The test coverage should include lists, deep lists and tuples custom heuristic cases. Here is example of deep list pattern matching.

caser x y -> case x of [1,2|tail] -> tail; [1,4] -> 11; [2,3] -> 20; [x,y,2] -> 21; [x,a,3|tail] -> 31; [_,_,3,a,b,c,5] -> 32; [_,_,3,x,b,t,6] -> 33 end.

The PMC output:

{switch, {tag,{var,x}}, {fail}, [{{cons,2}, {switch, {shift,1}, {switch, {shift,3}, {fail}, [{{int,3}, {switch, {shift,7}, {fail}, [{{int,6}, {ret,{int,9,33}, {binds,[{t,{read,7}},{b,{read,6}},{x,{read,5}}]}}}, {{int,5}, {ret,{int,8,32}, {binds,[{c,{read,7}},{b,{read,6}},{a,{read,5}}]}}}]}},{{int,2}, {ret,{int,6,21},{binds,[{y,{read,3}},{x,{read,1}}]}}}]}, [{{int,2},{ret,{int,5,20},{binds,[]}}}, {{int,1}, {switch, {shift,2}, {fail}, [{{int,2},{ret,{var,3,tail},{binds,[]}}}, {{int,4},{ret,{int,4,11},{binds,[]}}}]}}]}}]}


The alrorithm uses Left to Right strategy for Lists and it is possible to plug any heuristics for Tuples matching.
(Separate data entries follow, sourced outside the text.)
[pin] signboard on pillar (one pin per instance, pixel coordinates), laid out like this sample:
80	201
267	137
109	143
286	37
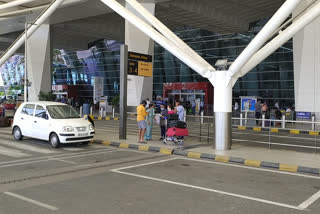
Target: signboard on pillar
139	64
248	104
98	89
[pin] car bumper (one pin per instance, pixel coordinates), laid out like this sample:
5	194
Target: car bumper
75	137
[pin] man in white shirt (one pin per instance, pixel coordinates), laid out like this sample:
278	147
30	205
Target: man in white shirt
148	103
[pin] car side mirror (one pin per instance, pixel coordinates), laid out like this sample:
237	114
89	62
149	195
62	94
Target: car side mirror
45	116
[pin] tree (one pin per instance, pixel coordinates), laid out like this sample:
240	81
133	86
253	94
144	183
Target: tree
46	96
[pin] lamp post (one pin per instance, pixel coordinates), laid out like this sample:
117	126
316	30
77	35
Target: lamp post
25	63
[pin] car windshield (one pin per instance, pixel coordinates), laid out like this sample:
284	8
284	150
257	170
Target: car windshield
62	112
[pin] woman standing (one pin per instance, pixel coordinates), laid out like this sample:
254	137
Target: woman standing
149	119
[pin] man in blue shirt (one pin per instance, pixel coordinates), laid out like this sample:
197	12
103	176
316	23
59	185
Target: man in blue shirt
180	111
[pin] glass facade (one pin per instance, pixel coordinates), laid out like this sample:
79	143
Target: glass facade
272	80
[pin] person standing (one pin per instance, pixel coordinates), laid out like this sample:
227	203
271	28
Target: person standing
179	110
163	116
194	107
201	106
257	107
141	119
148	103
149	119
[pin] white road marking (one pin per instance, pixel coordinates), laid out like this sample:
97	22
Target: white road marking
310	200
50	158
254	168
73	149
57	159
95	146
145	164
53	156
211	190
40	204
12	153
28	147
280	144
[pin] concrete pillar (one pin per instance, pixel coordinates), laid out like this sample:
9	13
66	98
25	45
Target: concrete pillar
222	110
39	56
306	52
139	88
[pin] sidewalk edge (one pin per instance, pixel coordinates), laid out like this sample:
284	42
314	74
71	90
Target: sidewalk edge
213	157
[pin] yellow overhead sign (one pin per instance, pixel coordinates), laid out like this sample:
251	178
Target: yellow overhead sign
140	64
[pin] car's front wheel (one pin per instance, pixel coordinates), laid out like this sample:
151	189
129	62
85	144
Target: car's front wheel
54	140
17	133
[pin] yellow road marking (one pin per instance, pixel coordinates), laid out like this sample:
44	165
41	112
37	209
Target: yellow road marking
194	154
222	158
252	163
124	145
144	148
166	151
289	168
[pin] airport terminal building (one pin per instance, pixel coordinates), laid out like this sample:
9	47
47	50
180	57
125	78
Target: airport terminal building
81	47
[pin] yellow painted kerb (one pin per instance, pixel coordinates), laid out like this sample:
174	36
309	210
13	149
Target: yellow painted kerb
144	148
124	145
289	168
294	132
252	163
194	155
106	143
166	151
313	133
222	158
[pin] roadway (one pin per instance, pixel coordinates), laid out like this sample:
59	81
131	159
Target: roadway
204	134
35	178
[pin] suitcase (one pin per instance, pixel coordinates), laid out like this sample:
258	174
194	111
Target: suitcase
177	123
172	132
173	117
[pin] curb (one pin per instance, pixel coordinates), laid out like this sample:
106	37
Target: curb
276	130
218	158
99	118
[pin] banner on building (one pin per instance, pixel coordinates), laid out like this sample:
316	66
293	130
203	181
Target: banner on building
139	64
248	104
98	89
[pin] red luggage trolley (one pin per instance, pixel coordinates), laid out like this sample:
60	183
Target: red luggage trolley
176	135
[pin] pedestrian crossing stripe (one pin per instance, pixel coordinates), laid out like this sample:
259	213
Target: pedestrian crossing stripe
27	147
144	148
294	132
313	133
124	145
252	163
12	152
222	158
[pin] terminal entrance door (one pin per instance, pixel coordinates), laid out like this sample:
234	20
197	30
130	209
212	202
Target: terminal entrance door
186	97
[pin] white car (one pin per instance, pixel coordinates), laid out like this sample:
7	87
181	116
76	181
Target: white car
51	121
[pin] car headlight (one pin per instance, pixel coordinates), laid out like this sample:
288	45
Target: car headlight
67	129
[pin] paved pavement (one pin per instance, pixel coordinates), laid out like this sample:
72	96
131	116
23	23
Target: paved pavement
35	178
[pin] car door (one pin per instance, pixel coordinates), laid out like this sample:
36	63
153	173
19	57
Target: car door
40	125
26	117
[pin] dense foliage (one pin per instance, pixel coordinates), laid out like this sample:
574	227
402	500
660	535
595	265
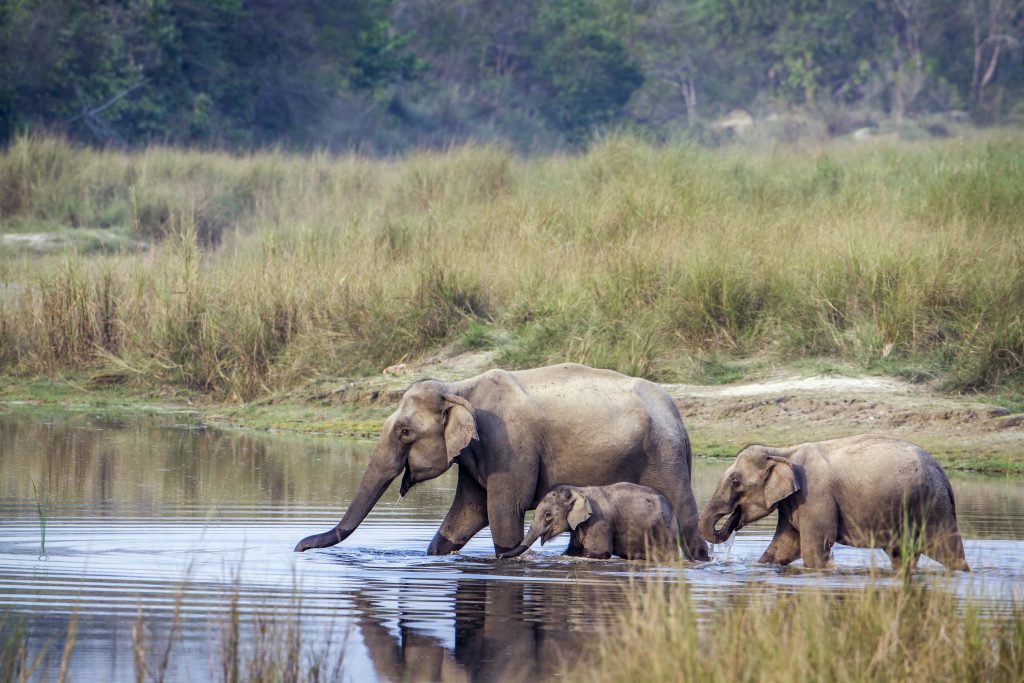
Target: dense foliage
388	75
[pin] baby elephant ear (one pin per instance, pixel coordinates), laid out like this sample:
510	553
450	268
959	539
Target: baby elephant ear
780	482
460	425
580	510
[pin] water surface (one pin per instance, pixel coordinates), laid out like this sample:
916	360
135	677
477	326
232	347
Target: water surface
165	526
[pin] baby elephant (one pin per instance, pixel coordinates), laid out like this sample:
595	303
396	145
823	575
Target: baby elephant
624	519
867	492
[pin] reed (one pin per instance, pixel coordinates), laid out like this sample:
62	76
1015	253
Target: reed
901	632
268	268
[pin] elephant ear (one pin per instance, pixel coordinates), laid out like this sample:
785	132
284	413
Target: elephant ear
580	510
460	425
780	481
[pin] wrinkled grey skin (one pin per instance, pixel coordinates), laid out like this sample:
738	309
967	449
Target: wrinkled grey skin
866	492
514	434
624	519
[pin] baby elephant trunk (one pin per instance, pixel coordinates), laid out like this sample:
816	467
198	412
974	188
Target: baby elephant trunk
535	532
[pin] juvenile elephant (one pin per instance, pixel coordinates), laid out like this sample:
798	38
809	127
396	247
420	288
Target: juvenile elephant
867	492
623	519
514	434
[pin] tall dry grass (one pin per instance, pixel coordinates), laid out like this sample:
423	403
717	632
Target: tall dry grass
897	633
268	268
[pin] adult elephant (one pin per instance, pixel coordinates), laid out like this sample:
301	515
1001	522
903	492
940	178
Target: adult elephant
514	435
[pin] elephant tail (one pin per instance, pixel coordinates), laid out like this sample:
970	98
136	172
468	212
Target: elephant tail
952	499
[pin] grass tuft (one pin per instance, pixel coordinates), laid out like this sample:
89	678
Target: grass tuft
266	268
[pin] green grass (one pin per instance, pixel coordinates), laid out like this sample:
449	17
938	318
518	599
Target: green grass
669	262
880	633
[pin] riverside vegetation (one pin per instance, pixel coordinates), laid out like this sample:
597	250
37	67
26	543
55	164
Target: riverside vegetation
239	276
256	272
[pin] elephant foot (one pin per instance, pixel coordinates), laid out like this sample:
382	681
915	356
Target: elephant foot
441	546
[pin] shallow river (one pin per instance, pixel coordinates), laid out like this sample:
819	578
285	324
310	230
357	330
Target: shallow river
158	526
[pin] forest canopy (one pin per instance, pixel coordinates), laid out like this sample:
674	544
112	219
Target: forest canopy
384	76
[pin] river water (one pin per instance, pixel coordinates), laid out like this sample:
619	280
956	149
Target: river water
152	530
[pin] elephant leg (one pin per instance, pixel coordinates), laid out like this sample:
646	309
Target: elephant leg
506	510
784	548
901	558
467	515
818	528
685	508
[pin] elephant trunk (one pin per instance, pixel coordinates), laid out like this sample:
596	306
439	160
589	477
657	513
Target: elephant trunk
530	539
385	465
713	512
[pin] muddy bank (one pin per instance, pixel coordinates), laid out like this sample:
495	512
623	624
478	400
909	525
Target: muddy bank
781	408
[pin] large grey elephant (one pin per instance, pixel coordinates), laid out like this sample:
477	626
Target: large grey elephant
624	519
866	492
514	435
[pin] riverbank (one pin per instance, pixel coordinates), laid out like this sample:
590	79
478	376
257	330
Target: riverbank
776	406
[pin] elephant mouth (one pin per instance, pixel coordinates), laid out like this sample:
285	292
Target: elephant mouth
731	524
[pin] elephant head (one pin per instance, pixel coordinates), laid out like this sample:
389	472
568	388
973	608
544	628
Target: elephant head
750	489
562	509
423	437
Type Constructors and Constant Values comes withing the same container and so do Variables and Wildcards. On the low level switch among Constructors and Constant Values should be handled separately, here its unified for clarity.

compile([],_,_) -> []; compile(List,Exp,J) -> Column = heuristic(List), Fold = folda(Column,List), [ Ctors, Cvars ] = [ group({Name},Fold) || Name <- [ctor,cvar] ], case {Ctors,Cvars} of {[], Cvars} -> compile(binds(Cvars,J+1),Exp,J+1); {Ctors,Cvars} -> switch({shift,J}, [ case length(Rows) of 1 -> {_,_,E,B} = hd(Rows), {C,{ret,E,{binds,B}}}; _ -> {C,compile(exclude(Rows,Column),Exp,J+1)} end || {C,Rows} <- Ctors ], case length(Cvars) of 0 -> {fail}; 1 -> [{_,L}] = Cvars, {_,_,E,B} = hd(L), {ret,{E,{binds,B}}}; _ -> compile(binds(Cvars,J),Exp,J+1) end) end.

1. Peter Sestoft. ML Pattern Match Compilation. 1996
2. Luc Maranget. Compiling Pattern Matching. 2008
3. SPJ, Philip Wadler. Implementation of Functional Languages. 1958.